It’s been some months since GDS published our social media guidance for Civil Servants, and there’s been lots of interest across the civil service (and beyond) in the idea of social in government. We’ve had queries from other countries too about our approach, and I recently Skyped into a conference that the Dutch Government were hosting to talk how they approach social media and what they might learn from the UK.
There, and in our work across government, it’s clear there’s still a lot of work to do to represent the benefits of social media. Metrics and measurement are a particularly thorny issue, as colleagues are asked to make business cases for the use of social media.
Measurement and perception
Let’s begin with that last sentence. Making a business case to use these channels is like making a business case to read the newspaper; it suggests that there’s a decision to be made about whether to engage or not.
I’d argue that the tipping point for that decision is long gone. We have to be actively engaged in those networks to talk with and to the public.
Measurement then becomes tricky. If it’s something you have to do, how do you choose what to measure?
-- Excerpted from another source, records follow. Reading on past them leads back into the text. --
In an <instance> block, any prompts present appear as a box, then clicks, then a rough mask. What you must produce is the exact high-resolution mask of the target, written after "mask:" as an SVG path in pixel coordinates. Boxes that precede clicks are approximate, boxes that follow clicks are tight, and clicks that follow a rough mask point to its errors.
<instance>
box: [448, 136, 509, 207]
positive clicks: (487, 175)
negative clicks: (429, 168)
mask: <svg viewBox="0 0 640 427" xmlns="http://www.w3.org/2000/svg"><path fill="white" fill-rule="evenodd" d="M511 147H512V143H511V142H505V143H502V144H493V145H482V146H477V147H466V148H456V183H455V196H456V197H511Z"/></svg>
What are you trying to prove or what audience you are trying to influence?
That’s not a problem unique to social media. In one of my previous roles, as Director of Communications in local government, our media monitoring companies would send us reports comparing the amount of coverage we received in local and national news with the equivalent amount we would have spent had we actually purchased that space as advertising. The equation therefore was if size of spread > cost of purchasing that space = success.
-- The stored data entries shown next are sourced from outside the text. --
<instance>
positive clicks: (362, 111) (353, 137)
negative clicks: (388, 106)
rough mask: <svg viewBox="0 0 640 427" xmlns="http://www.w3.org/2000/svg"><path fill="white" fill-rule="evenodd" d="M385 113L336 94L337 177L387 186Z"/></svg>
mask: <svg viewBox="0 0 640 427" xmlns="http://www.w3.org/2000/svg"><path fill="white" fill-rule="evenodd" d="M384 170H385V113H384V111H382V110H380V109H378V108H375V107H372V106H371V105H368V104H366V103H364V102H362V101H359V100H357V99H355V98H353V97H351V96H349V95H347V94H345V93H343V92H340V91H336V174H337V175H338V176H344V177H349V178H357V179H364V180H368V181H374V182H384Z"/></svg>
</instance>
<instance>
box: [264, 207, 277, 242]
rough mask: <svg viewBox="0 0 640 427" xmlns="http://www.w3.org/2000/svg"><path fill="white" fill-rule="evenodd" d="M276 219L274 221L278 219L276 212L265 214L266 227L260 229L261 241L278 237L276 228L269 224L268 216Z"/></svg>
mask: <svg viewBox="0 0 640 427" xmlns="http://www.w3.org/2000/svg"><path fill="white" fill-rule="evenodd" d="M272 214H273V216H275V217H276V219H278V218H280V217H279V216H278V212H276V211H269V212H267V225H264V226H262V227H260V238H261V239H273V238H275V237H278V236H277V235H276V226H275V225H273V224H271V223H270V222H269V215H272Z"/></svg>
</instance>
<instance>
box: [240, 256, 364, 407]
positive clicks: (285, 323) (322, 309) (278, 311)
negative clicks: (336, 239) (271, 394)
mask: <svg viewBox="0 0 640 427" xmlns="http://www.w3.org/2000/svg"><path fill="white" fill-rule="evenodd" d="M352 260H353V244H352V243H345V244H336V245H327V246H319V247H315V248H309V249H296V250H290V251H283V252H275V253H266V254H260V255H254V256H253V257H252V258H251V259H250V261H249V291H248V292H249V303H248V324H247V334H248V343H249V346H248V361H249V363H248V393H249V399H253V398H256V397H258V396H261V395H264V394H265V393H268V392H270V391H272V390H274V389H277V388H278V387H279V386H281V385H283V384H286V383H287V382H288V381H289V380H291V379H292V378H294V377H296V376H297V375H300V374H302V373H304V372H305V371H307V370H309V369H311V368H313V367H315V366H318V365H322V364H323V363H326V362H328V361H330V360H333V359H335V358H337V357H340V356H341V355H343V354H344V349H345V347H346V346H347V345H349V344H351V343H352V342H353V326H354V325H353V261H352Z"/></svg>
That, of course, is tosh. Most local politicians don’t care if you’ve gotten a lot of coverage if that coverage is negative.
(This was equally true if you actually managed to achieve positive stories. I remember one particular occasion where we had two positive front page stories in the local press - the holy grail of coverage - and a small negative paragraph buried deep on page 12 about CPZ’s (controlled parking zones). Guess which one generated the call to me from the Leader of the council?)
Which is all to say that its’ always been about perception. The metrics that mattered to me then were the number of phone calls I received from the Elected Members in any given week. No calls = good job.
Of course, we do use several monitoring and measuring tools (like the Twitter API or Sproutsocial for example) across our various social media channels in GDS. We need to understand what is engaging people, what conversations are happening that we might usefully participate in, and to see what content is of sufficient interest that people ReTweet it, or comment on it.
All of that plays an important part in keeping us relevant to the people interested in our work at GDS, so we can work with them to deliver better services.
But reporting on that interaction is never going to be an exact science. We engage in conversation with those who are interested in what we do in government. We try to explain what and why we are doing something in a certain way. We need to accept that there will always be a multiplicity of views. Where there is negativity we try to understand what is driving that and accept that while we can engage we cannot always persuade. Very little of that can be captured in a graph that shows the number of tweets we’ve sent in a given week.
Conversations build trust
The act of engaging in the social sphere shifts the dynamic in other ways. Even where there is disagreement about a particular government policy or decision, being visible and taking part in dialogue builds trust in our ability to at least have a robust conversation.
In my experience, (trolling aside) most people have a strong sense of fair play. Though they may never agree with you they do respect you for stepping out of the shadows and making yourself visible to them. That’s really important in building trust with our users, something we hold dear at GDS.
I made this point to my Dutch colleagues, but at the end of our recent session they asked me a question: “You say that engaging in social media encourages trust in government. Could you tell us what percentage growth in trust your metrics have shown so far”?
I rest my case. There’s still a lot of work to be done in showing people how engaging with social can yield substantial benefits, even though they can’t always result in traditional metrics.
We are not yet in a space where reporting can become standardised (if it ever can). Not everyone is on the same page, and that’s something we need to acknowledge in a future iteration of our social media guidance.